Re: Default erasure code profile not working for 3 node cluster?

"Mark S. Holliman" <msh@xxxxxxxxx> · Mon, 25 Jul 2022 13:45:35 +0000

Danny, Levin,

Thanks, both your answers helped (and are exactly what I suspected was the case). Looking back at the documentation I can see where my confusion began, as it isn't clear there that the "simplest" and "default" erasure code profiles are different. I'll report a documentation bug with the hope that they clarify things (I know of at least one other admin who hit the same issue I'm seeing, so I'm not the only one...).

Cheers,
  Mark

From: Danny Webb <Danny.Webb@xxxxxxxxxxxxxxx>
Sent: 25 July 2022 14:32
To: Mark S. Holliman <msh@xxxxxxxxx>; ceph-users@xxxxxxx
Subject: Re: Default erasure code profile not working for 3 node cluster?

The only thing I can see from your setup is you've not set a failure domain in your crush rule, so it would default to host.  And a 2/2 erasure code wouldn't work in that scenario as each stripe of the EC must be in it's own failure domain.   If you wanted it to work with that setup you'd need to change the crush failure domain to OSD and not host (but you'd not have the ability to lose a host then).  If you wanted to use a failure domain of host you'd need to set your k / m value to 2/1.  And with that you'd still not be able to lose a host and still have a writable cluster.
________________________________
From: Mark S. Holliman <msh@xxxxxxxxx<mailto:msh@xxxxxxxxx>>
Sent: 25 July 2022 14:13
To: ceph-users@xxxxxxx<mailto:ceph-users@xxxxxxx> <ceph-users@xxxxxxx<mailto:ceph-users@xxxxxxx>>
Subject:  Default erasure code profile not working for 3 node cluster?

CAUTION: This email originates from outside THG

Dear All,

I've recently setup a 3 node Ceph Quincy (17.2) cluster to serve a pair of CephFS mounts for a Slurm cluster. Each ceph node has 6 x SSD and 6 x HDD, and I've setup the pools and crush rules to create separate CephFS filesystems using the different disk classes. I used the default erasure-code-profile to create the pools (see details below), as the documentation states that it works on a 3 node cluster. The system looked healthy after the initial setup, but now a few weeks in I'm seeing signs of problems: a growing count of pgs not deep-scrubbed in time, significant numbers of pgs in "active+undersized"/"active+undersized+degraded", most pgs in a "active+clean+remapped" state, and no recovery activity.

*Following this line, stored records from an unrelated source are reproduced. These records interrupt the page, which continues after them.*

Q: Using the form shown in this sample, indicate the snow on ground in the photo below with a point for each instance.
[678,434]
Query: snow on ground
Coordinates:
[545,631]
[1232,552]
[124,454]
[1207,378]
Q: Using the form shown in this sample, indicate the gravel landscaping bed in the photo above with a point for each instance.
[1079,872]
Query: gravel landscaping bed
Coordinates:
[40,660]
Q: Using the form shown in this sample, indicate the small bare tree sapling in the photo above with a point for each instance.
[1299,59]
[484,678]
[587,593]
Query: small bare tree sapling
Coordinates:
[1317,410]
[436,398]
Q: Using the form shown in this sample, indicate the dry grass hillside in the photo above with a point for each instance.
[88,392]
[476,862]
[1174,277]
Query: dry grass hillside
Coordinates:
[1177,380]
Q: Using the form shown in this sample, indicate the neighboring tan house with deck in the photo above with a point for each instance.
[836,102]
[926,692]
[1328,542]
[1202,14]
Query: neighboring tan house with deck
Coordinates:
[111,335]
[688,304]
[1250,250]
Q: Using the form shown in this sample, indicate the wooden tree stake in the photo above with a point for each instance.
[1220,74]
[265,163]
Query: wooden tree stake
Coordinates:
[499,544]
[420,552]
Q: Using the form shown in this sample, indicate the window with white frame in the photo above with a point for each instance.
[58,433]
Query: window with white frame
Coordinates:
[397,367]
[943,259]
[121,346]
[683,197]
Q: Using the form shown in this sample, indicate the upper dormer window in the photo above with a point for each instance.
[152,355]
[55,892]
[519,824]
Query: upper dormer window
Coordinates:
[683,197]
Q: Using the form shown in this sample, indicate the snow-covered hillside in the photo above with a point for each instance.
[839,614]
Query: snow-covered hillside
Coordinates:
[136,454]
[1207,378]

I looked at some of the pgs in the stuck states, and noticed that they all list a "NONE" OSD in their 'last acting' list, which points to this issue: https://docs.ceph.com/en/quincy/rados/troubleshooting/troubleshooting-pg/#erasure-coded-pgs-are-not-active-clean .

It's likely that is what is causing the pgs to get stuck in a degraded state and the ever growing list of late deep scrubs. But I'm confused why the documentation states that the default erasure code should work on a 3 node cluster - https://docs.ceph.com/en/latest/rados/operations/erasure-code/#creating-a-sample-erasure-coded-pool Is this documentation in error? Or is there something else going on with my setup? What is an ideal erasure code profile for a 3 node system?

Cheers,
Mark

### Commands used to create the CephFS filesystem ###
ceph osd pool create cephfsHDD_data 1024 1024 erasure
ceph osd pool create cephfsHDD_metadata 64 64
ceph osd erasure-code-profile set dataHDD crush-device-class=hdd
ceph osd crush rule create-erasure dataHDD dataHDD
ceph osd pool set cephfsHDD_data crush_rule dataHDD
ceph osd pool set cephfsHDD_data allow_ec_overwrites true
ceph fs new cephfsHDD cephfsHDD_metadata cephfsHDD_data -force

### Example Status
health: HEALTH_WARN
Degraded data redundancy: 750/10450 objects degraded (7.177%), 313 pgs degraded, 775 pgs undersized
887 pgs not deep-scrubbed in time
887 pgs not scrubbed in time
services:
mon: 3 daemons...
mgr: ...
mds: 2/2 daemons up, 2 standby
osd: 36 osds: 36 up (since 27h), 36 in (since 5w); 1272 remapped pgs
data:
volumes: 2/2 healthy
pools: 5 pools, 2176 pgs
objects: 2.82k objects, 361 MiB
usage: 40 GiB used, 262 TiB / 262 TiB avail
pgs: 750/10450 objects degraded (7.177%)
1240/10450 objects misplaced (11.866%)
1272 active+clean+remapped
462 active+undersized
313 active+undersized+degraded
129 active+clean

### Erasure Code Profile
k=2
m=2
plugin=jerasure
technique=reed_sol_van

### Pool details
root@dokkalfar01:~# ceph osd pool get cephfsHDD_data all
size: 4
min_size: 3
pg_num: 1023
pgp_num: 972
crush_rule: dataHDD
hashpspool: true
allow_ec_overwrites: true
nodelete: false
nopgchange: false
nosizechange: false
write_fadvise_dontneed: false
noscrub: false
nodeep-scrub: false
use_gmt_hitset: 1
erasure_code_profile: default
fast_read: 0
pg_autoscale_mode: on
eio: false
bulk: false

### Example health details of unhappy pgs
pg 3.282 is stuck undersized for 27h, current state active+undersized+degraded, last acting [29,15,5,NONE]
pg 3.285 is stuck undersized for 27h, current state active+undersized+degraded, last acting [0,17,28,NONE]
pg 3.286 is stuck undersized for 27h, current state active+undersized+degraded, last acting [3,17,26,NONE]
pg 3.288 is stuck undersized for 27h, current state active+undersized+degraded, last acting [13,NONE,0,24]
pg 3.28e is stuck undersized for 27h, current state active+undersized+degraded, last acting [28,NONE,5,14]
pg 3.297 is stuck undersized for 27h, current state active+undersized+degraded, last acting [25,5,13,NONE]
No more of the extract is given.